The county is also testing out an evaluation model that takes what’s called a “performance task approach” to measuring learning. Last year as part of a pilot study, a sampling of students took the College and Work Readiness Assessment, or CRWA. Designed by the New York City-based Council for Aid to Education, it presents students with a packet of materials they must process and use to make an argument or solve a problem, thereby testing critical thinking and analytical reasoning—better indicators of an educated student base than most standardized tests can get at, Haas said.
This concept isn’t new, but there’s a reason it’s not more widely used already, he said: “It’s more costly, and it’s more time consuming.”
For her part, Rosa Atkins is tired of treading over familiar ground. We should know by now, she said, that learning isn’t one-size-fits-all. Too much emphasis on comparability runs counter to a philosophy she said ought to be central in education: that schools should reflect the needs and values of the communities they serve. Ignore that, and you’ll only be pointing out and reinforcing disparities. “Children don’t need to be reminded that they’re poor,” she said. “They live it every day.”

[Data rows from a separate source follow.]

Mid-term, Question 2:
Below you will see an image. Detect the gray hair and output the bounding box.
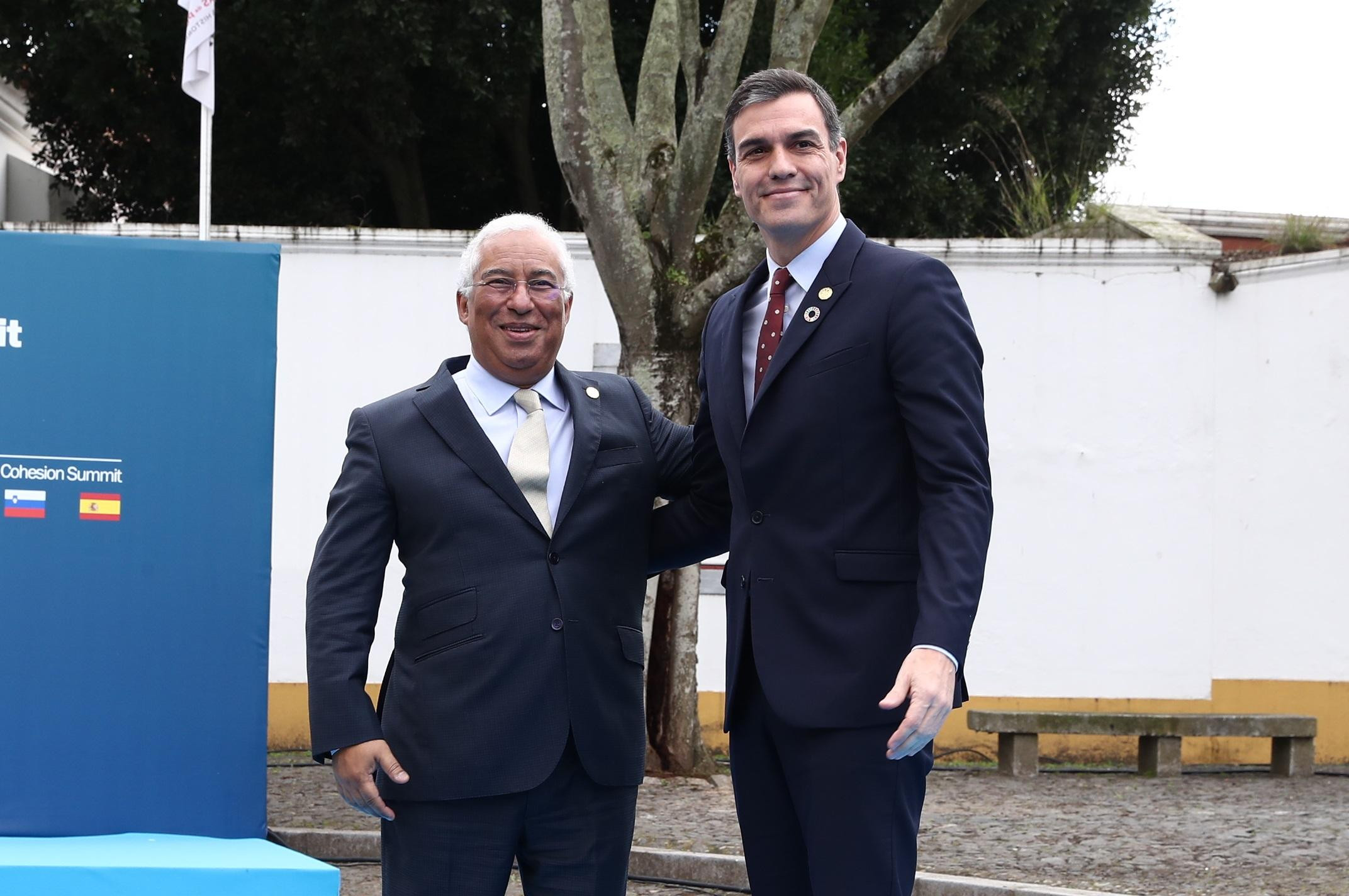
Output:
[459,212,576,296]
[722,69,843,160]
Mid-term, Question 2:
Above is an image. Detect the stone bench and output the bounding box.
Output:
[966,710,1317,777]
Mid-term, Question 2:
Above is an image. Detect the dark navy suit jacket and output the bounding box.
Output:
[656,221,993,729]
[306,357,719,800]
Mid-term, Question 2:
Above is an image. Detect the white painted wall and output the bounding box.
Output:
[1212,250,1349,681]
[260,232,1349,698]
[10,225,1349,698]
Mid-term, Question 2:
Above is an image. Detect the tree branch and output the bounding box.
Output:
[624,0,683,241]
[544,0,653,329]
[678,0,707,101]
[841,0,985,143]
[661,0,756,269]
[768,0,834,72]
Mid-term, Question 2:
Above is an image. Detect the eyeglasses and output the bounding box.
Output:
[474,277,571,302]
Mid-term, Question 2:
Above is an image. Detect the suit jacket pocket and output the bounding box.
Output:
[805,343,871,376]
[415,588,478,641]
[618,625,646,665]
[595,445,642,467]
[834,551,919,581]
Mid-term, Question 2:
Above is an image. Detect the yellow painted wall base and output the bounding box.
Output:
[267,680,1349,764]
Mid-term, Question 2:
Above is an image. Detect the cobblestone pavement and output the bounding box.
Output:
[269,765,1349,896]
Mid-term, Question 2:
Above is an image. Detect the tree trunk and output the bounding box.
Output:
[379,143,430,230]
[542,0,985,775]
[646,566,716,777]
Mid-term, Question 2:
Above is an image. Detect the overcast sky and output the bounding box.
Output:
[1102,0,1349,217]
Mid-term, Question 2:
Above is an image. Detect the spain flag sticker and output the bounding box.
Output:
[79,491,121,522]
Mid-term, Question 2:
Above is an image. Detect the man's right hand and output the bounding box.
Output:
[333,741,407,822]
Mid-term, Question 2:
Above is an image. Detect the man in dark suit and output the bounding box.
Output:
[657,69,993,896]
[306,215,722,896]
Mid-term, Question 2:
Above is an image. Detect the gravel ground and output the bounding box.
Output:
[269,759,1349,896]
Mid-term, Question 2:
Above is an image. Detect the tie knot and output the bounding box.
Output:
[515,389,544,414]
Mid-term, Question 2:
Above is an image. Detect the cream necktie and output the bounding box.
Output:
[506,389,553,537]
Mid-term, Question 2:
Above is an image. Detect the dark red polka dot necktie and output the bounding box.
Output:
[754,267,792,395]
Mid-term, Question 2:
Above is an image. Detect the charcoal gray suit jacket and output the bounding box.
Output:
[306,357,724,800]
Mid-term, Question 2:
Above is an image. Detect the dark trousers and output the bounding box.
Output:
[382,738,637,896]
[731,638,932,896]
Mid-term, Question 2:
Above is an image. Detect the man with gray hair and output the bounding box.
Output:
[657,69,993,896]
[306,215,724,896]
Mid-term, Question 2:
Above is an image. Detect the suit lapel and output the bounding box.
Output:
[751,221,866,417]
[413,357,545,532]
[553,364,605,533]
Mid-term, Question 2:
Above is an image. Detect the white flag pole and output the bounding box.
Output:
[178,0,216,240]
[197,81,215,240]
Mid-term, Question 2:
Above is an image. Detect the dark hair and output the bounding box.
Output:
[722,69,843,159]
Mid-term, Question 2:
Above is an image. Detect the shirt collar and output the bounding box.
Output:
[464,355,566,417]
[765,212,847,289]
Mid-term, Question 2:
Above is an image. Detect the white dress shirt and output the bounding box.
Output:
[741,215,961,668]
[455,357,573,526]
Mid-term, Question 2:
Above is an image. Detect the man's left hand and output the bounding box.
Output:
[881,647,955,759]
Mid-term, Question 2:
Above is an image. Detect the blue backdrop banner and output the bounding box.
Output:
[0,232,281,837]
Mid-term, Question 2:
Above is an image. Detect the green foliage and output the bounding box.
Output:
[1271,215,1336,255]
[0,0,1164,236]
[811,0,1170,237]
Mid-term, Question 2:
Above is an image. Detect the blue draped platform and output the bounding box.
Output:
[0,834,339,896]
[0,232,339,896]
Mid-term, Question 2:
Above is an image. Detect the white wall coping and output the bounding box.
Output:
[0,221,1217,267]
[1226,247,1349,281]
[1156,206,1349,239]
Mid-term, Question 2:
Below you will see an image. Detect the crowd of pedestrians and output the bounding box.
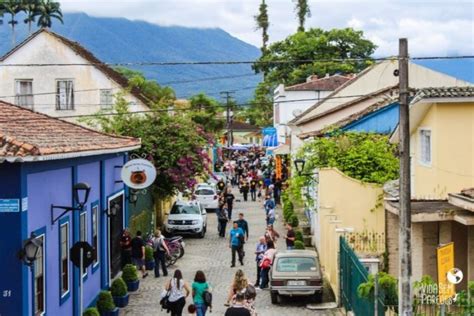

Assessment isn’t inherently bad, Atkins said—a point stressed by other administrators and academics. A publicly funded compulsory education system must have oversight, transparency, and accountability. But we have to make sure we’re asking the right questions.
“When we start isolating communities and young people, and we’re talking about young people continuously as failures, we have a very dangerous situation,” she said. “We need a measure that holds everyone accountable, not one that separates us into good and bad.”